Alternative lighter path: standalone P410i .scexe flash. HP's "Smart Component" Linux firmware updater for just the P410i (~5-10 MB), runnable on the PVE host, one reboot. Lower-risk than full SPP, doesn't update BIOS/iLO/NIC at the same time. The G7.1 ISO contains the same .scexe extractable via xorriso or 7z once verified, if a targeted-flash-only path is desired later. Not being downloaded separately - extract from SPP if/when needed.

Plan when ready: 1. Spin up isolated Linux container or VM (Proxmox LXC or Docker) with no persistent mounts to real data, network access only to the download target, throwaway environment. 2. Download SPP ISO from community mirror (ugg.li or alternative). 3. Verify integrity in the isolated env: - SHA256 vs any checksum published in HPE archived docs. - Mount ISO read-only, sanity-check the expected directory structure / catalogue files. - ClamAV (or similar) scan. - Cross-reference file size against HPE catalog. 4. If verified clean: - Copy ISO to safe storage location. - Record SHA256 in services.md (or equivalent). 5. Application path: - Mount ISO via iLO Virtual Media (Advanced license unlocks this). - Boot DL380 from virtual CD. - SPP auto-detects DL380 G7, presents available updates. - Flash BIOS + iLO + NIC + RAID + drive firmware in one run. - Reboot.

Apply during: the second chassis-open (alongside HBA + backplane + SSD install). BBWC enable depends on this; bundle them.

Alternative if SPP ISO can't be safely obtained: skip BIOS / SPP update entirely. Proxmox 8's kernel-level Spectre / Meltdown mitigations are sufficient for this homelab's threat model. Revisit only if the threat model changes (e.g. introducing untrusted multi-tenant workloads).
Boot order cleanup (cosmetic). Remove Floppy from the BIOS boot order to skip its POST probe. Saves ~2-3 seconds per boot. Not urgent. Do via BIOS F9 RBSU or via iLO web UI's Boot Order settings (now reachable with the web UI working).

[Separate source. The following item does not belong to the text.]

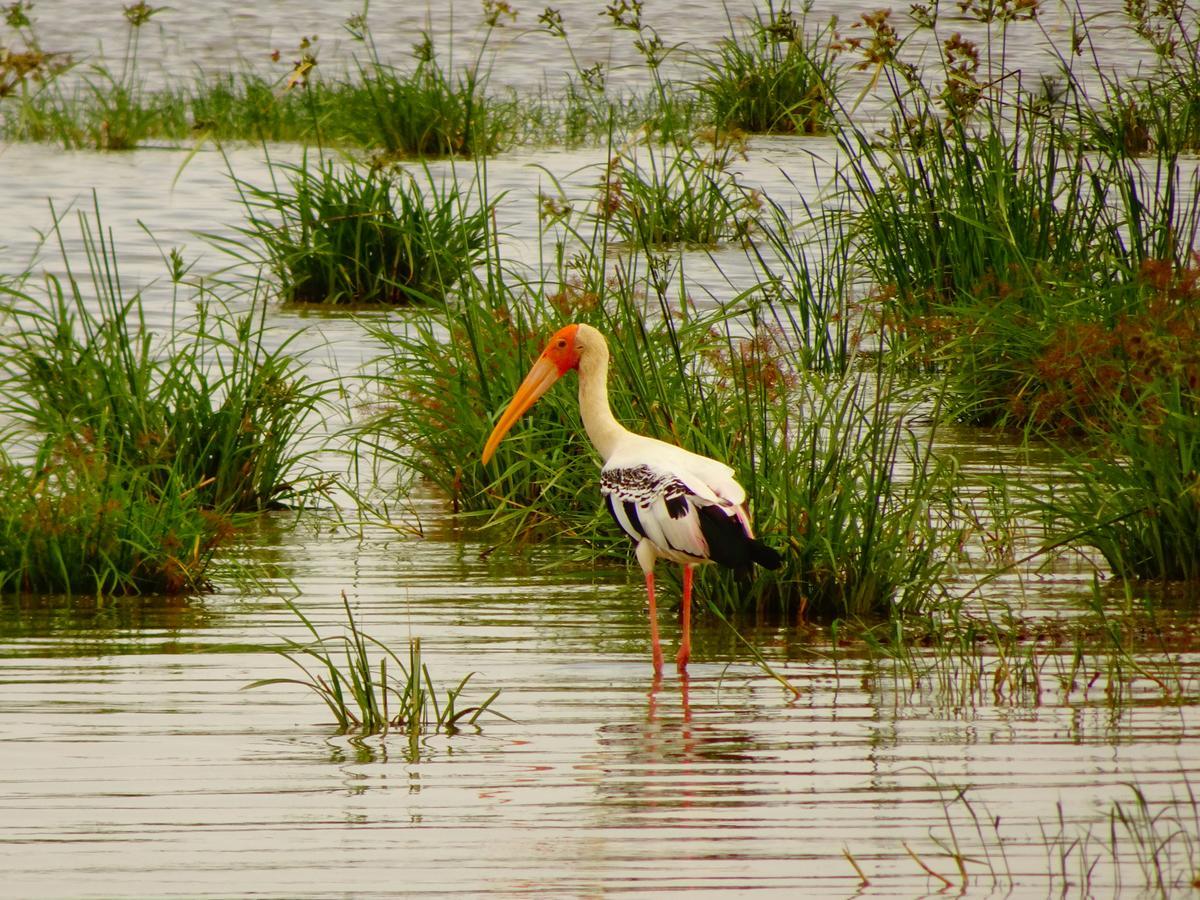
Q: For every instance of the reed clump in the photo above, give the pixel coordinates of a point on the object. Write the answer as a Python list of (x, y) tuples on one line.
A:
[(76, 521), (372, 690), (676, 195), (774, 79), (213, 407), (360, 234)]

Hardware aging / monitoring (informational, not urgent)¶

PSU intermittent failures during cold-start (May 2026) — awareness item, no action right now. Both PSUs are PS-2122-2H, ~14 years old. They showed intermittent failures during the cold-start in May 2026, correlated with memory training failures (so the DIMMs themselves are probably fine — it was PSU instability cascading into the memory subsystem during init). Probable cause: electrolytic capacitor drying after the 15-month dormancy; behaviour normalised after a few minutes of warm-up. Monitor: watch for recurrence after the next planned reboot — if the same symptoms appear on a stable, warmed-up system, the caps are likely past their service life. Mitigation if needed: replacement PSUs — used HP DPS-750RB-1 or HSTNS-PD30 from eBay / Marktplaats (~€25-50 each). Two PSUs in the chassis = swap one at a time without downtime if both are seated and healthy.
Temp 30 sensor — currently 69 C, alert if >85 C. Highest- running thermal point in the iLO sensor map. iLO's own thresholds are caution 110 C / critical 115 C — plenty of headroom — but a sustained climb above ~85 C suggests dust buildup in the heatsink / vents or a degrading fan, and warrants the dust inspection in the maintenance window bundle. No action right now; just keep an eye on it via iLO web UI Information -> System Information -> Temperatures, or via ipmitool sdr type Temperature.